Another article puts San Bernardino's cash balance at 155K - or ZILCH! Many more cities on the verge…
Read more: Web Link
Pleasanton doesn't suffer from many of the issues that drove SB to bankruptcy, but there are many issues the two cities have in common.
on Jul 11, 2012 at 9:49 pm
Goodness, declaring bankruptcy on a mere 48.5 million dollars. That strikes most of the people I hang with as ludricous. Why my golfing cronies lose that much on bets while on the golf course. Chump change. It's a shame Obama is in over his head. Glub, glub. I just want you to know that CAlifornia's Prop 13 strikes me as just fine, and I'd never consider raising taxes against the wealthy in Cal who are so oppressed by it. A tsunami is coming unless the little people begin paying their fair share.
on Jul 11, 2012 at 10:37 pm
Mr. Mittens, you make some excellent points. Your commentary on San Bernardino's 48.5 million dollar deficit is not one of them. The real debt is probably 10 times that number only accounting for underfunded pension liabilities and unfunded retiree medical costs. If you also add the cost of deferred road maintenance, usually the first sign of structural deficit and poor management issues, the burden grows larger.
Your comments regarding Obama "in over his head" are interesting. I don't view it that way. Both he and Biden are who they are and that is supporters of the public employee unions that put them in the White House. The unions have been well compensated for those efforts and the stimulus funding - directed toward public employee unions in the form of grants, is evidence of that. As is Obama's comment that the private sector is just fine and public sector union's are struggling. Baloney!
The grant funding promoted by Obama/Biden to prop up police & fire staffing is only preventing a natural correction in compensation. The rest of the stimulus funding is going toward private sector union funding and signage that promotes all the shovel ready projects. At the same time the administration counts grant funding to support staffing levels, at ridiculous levels of compensation, as jobs that have been created.

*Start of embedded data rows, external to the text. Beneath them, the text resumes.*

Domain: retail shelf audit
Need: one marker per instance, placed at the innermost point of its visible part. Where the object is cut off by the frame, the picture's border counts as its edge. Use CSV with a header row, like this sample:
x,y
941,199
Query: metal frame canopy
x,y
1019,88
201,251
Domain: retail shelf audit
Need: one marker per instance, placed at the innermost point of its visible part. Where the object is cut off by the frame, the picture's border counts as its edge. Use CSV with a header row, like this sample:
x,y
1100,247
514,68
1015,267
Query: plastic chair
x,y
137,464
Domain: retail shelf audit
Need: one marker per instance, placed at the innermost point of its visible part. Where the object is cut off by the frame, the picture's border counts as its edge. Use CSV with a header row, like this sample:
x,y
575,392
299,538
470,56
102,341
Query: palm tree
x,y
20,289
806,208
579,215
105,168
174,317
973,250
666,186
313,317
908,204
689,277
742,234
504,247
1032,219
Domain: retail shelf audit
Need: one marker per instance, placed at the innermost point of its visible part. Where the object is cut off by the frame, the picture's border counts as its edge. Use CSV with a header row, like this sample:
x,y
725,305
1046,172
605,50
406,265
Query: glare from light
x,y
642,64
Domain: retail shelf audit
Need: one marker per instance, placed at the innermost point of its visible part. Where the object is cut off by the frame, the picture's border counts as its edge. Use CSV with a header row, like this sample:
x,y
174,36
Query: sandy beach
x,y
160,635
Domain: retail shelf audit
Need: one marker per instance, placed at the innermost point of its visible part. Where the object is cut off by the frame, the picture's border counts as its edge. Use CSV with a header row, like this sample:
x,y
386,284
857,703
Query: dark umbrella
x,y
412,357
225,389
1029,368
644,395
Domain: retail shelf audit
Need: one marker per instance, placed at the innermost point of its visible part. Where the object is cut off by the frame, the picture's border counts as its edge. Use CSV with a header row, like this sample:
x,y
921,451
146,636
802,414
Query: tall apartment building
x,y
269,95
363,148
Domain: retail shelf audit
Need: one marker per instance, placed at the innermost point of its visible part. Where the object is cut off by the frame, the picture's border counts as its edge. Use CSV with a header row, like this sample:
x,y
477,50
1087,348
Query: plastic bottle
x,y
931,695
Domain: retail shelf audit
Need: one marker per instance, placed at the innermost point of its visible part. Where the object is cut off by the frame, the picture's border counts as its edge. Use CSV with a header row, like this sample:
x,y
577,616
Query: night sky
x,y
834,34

That couldn't be further from the truth. The only thing happening is that the federal government is subsidizing government employees while preventing a natural correction in government employee compensation.
The poor aren't the only ones being subsidized. We are also subsidizing government employees that receive both six figure salaries and six figure pensions.
Your whining about prop 13 gives you away as the union rep you are. The loudest and most consistent attacks always come from public employee unions. They can't stand that homeowner equity is just an unlucky number beyond their reach (13 - as in prop 13).
If not for prop 13 the unions would be taxing homeowners as much as it took to satisfy they're installable desire for more tax dollars.
on Jul 12, 2012 at 5:07 am
Poor babies. When will you ever learn?